Per il terremoto dell’Aquila del 2009 è stato processato Enzo Boschi, all’epoca presidente dell’Istituto nazionale di geofisica e vulcanologia. Avrebbe dovuto allertarci dell’ira di Poseidone. Come se potessimo prevedere le azioni divine. Semmai dovremmo controllare meglio quelle umane: se quando si costruisce siano rispettate le norme antisismiche, se un appalto non sia stato predisposto per favorire una determinata impresa in cambio di una bustarella, se sia etico nell’edilizia pubblica il criterio del massimo ribasso. Ora si fanno i conti e secondo il Tg di Rai 2 di venerdì 26 agosto il costo dei terremoti, dall’inizio del secolo scorso, è stato di 150 miliardi di euro.

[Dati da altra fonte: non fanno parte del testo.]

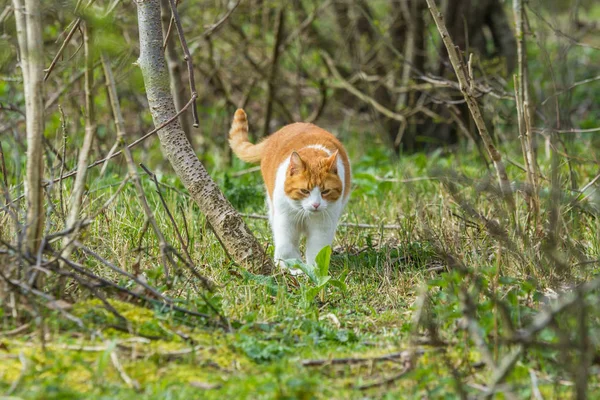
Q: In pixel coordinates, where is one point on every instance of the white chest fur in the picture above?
(290, 219)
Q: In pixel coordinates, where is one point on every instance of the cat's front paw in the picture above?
(286, 268)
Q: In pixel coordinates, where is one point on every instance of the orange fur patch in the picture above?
(315, 166)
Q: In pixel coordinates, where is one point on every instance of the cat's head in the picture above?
(312, 180)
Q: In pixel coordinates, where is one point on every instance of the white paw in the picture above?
(295, 271)
(292, 271)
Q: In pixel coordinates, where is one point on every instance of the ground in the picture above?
(278, 324)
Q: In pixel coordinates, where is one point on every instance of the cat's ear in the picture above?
(296, 163)
(331, 163)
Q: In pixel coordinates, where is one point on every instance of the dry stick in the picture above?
(321, 107)
(574, 85)
(118, 153)
(523, 110)
(463, 79)
(162, 299)
(273, 71)
(120, 126)
(468, 310)
(188, 262)
(217, 25)
(90, 131)
(386, 381)
(400, 355)
(356, 92)
(63, 126)
(62, 48)
(175, 73)
(6, 191)
(188, 59)
(207, 283)
(346, 224)
(132, 383)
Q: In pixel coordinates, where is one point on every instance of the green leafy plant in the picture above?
(318, 276)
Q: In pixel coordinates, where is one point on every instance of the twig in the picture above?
(346, 224)
(359, 94)
(17, 382)
(217, 25)
(16, 331)
(90, 131)
(188, 59)
(206, 282)
(321, 107)
(74, 28)
(120, 125)
(118, 153)
(132, 383)
(574, 85)
(385, 381)
(162, 299)
(463, 79)
(63, 126)
(400, 355)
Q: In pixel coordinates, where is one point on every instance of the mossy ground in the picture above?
(181, 357)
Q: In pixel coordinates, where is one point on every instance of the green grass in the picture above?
(273, 327)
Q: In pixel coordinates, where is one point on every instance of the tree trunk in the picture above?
(226, 223)
(29, 32)
(90, 131)
(175, 71)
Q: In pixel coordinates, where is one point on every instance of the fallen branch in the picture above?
(346, 224)
(467, 89)
(397, 356)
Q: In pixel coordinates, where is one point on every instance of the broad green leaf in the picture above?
(322, 261)
(339, 284)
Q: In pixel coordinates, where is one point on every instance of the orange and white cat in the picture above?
(307, 176)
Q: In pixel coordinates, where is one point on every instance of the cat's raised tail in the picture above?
(238, 139)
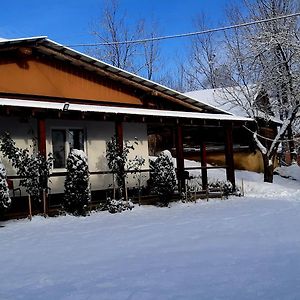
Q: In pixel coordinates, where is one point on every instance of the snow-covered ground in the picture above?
(240, 248)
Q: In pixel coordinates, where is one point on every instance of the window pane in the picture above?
(59, 151)
(76, 139)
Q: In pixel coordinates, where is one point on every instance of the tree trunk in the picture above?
(268, 169)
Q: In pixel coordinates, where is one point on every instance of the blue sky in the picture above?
(70, 21)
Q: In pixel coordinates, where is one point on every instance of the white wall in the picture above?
(97, 134)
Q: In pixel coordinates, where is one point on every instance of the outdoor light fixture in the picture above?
(66, 106)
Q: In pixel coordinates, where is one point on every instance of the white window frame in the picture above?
(67, 144)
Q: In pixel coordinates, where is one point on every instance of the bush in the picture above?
(117, 157)
(77, 189)
(163, 177)
(5, 200)
(33, 169)
(115, 206)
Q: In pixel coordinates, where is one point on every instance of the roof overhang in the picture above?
(20, 103)
(47, 46)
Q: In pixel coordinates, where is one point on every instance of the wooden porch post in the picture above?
(119, 142)
(42, 136)
(180, 159)
(229, 154)
(42, 151)
(204, 165)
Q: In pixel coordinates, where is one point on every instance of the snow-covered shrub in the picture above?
(5, 200)
(77, 189)
(225, 186)
(135, 166)
(33, 169)
(115, 206)
(117, 158)
(163, 177)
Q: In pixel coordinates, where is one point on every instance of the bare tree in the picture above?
(141, 58)
(113, 29)
(206, 66)
(264, 60)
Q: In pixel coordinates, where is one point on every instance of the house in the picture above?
(247, 103)
(53, 99)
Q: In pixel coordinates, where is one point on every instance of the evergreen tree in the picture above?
(163, 177)
(5, 200)
(77, 189)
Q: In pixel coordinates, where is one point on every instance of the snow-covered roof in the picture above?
(46, 44)
(118, 110)
(228, 99)
(219, 98)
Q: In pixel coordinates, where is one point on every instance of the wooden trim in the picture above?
(180, 158)
(42, 136)
(204, 166)
(229, 154)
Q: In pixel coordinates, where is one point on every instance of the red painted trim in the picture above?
(204, 164)
(42, 137)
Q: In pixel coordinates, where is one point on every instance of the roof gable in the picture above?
(51, 49)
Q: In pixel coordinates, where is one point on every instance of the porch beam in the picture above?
(229, 154)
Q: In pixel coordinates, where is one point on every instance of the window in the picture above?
(63, 141)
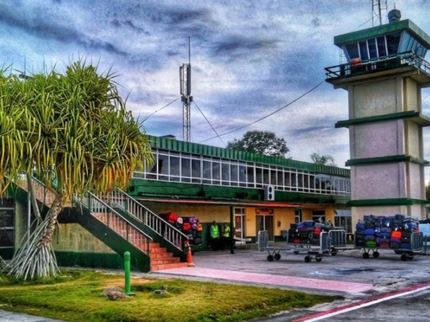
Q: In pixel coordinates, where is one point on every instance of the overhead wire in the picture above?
(161, 108)
(209, 123)
(268, 115)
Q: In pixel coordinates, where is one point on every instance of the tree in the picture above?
(260, 142)
(323, 159)
(74, 132)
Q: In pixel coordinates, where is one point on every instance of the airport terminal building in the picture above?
(249, 191)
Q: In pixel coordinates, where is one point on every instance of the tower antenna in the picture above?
(186, 98)
(379, 10)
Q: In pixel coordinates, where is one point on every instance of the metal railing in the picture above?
(397, 60)
(98, 209)
(115, 221)
(131, 206)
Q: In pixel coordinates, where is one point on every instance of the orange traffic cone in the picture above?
(190, 258)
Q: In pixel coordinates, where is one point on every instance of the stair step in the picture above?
(160, 250)
(160, 255)
(160, 267)
(166, 260)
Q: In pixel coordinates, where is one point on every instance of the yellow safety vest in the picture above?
(226, 232)
(214, 231)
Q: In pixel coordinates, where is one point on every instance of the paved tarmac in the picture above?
(347, 274)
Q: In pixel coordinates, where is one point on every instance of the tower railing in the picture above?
(356, 66)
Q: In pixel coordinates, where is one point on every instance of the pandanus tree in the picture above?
(73, 131)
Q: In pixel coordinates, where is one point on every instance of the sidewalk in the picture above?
(250, 266)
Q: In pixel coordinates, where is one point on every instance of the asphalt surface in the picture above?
(348, 274)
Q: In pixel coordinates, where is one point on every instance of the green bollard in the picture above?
(127, 273)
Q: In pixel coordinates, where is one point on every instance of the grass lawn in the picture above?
(79, 295)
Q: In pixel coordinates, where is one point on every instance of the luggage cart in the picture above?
(417, 247)
(324, 247)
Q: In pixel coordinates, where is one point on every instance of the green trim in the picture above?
(415, 116)
(167, 143)
(387, 159)
(386, 202)
(386, 29)
(171, 190)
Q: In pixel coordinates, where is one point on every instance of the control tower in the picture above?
(384, 75)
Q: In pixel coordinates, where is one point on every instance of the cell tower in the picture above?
(186, 98)
(379, 12)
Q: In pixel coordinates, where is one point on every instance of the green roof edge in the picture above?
(169, 143)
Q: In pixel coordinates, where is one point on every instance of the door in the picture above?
(239, 222)
(265, 222)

Quasi la stessa cifra servirebbe per mettere in sicurezza gli edifici pubblici e privati italiani. Da più parti – scioccamente – ci si chiede perché non l’abbiamo fatto.

Forse invece che a Pantalone, potevamo mandare il conto a Poseidone. Dove – scusate – si sarebbe trovata questa cifra? Da dove sarebbe stato più urgente iniziare? O come si sarebbero potuti aprire contemporaneamente i cantieri in tutta Italia? E chi avrebbe provveduto a pagare la messa in sicurezza degli edifici privati?

Domande assurde quanto la sciocchezza delle affermazioni che si basano su conti ipotetici e depositi inesistenti.

Certo, bisognerebbe cambiare registro, cioè comportarsi tutti eticamente, così almeno gli edifici recenti verrebbero costruiti seriamente. Ma ormai le nostre generazioni non sono recuperabili. E chi insegnerà l’etica ai giovani? La vedo dura.

il cacciatore celestePoseidone, il possente toro, l’ardente cavallo, simboleggia l’emotività dell’uomo che ha tenuto sepolti i propri sentimenti. Quando la terra trema, siamo noi che tremiamo. E urliamo la sofferenza della terra, la nostra. Non siamo dei, piuttosto dovremmo capirli per capire la nostra indole, le nostre inclinazioni,  i nostri difetti. Visto che l’unica cosa che abbiamo imparato è scimmiottarli.

“Si può benissimo vivere senza dei, ma gli dei ritornano sempre”. Ecco la grande lezione celata nell’ultimo lavoro di Roberto Calasso: Il cacciatore celeste, edito da Adelphi. Ma quanti sanno cercare il significato della propria esistenza nel mito? Ci siamo dimenticati di esser stati bambini quando “l’invisibile era visibile”, come lo è stato per i nostri progenitori. Scrive Burckardt: “Il mito è il vero oceano spirituale di questo mondo”. E Calasso chiosa: “Nuotando in quell’oceano, alla fine sarà d’obbligo arrendersi”.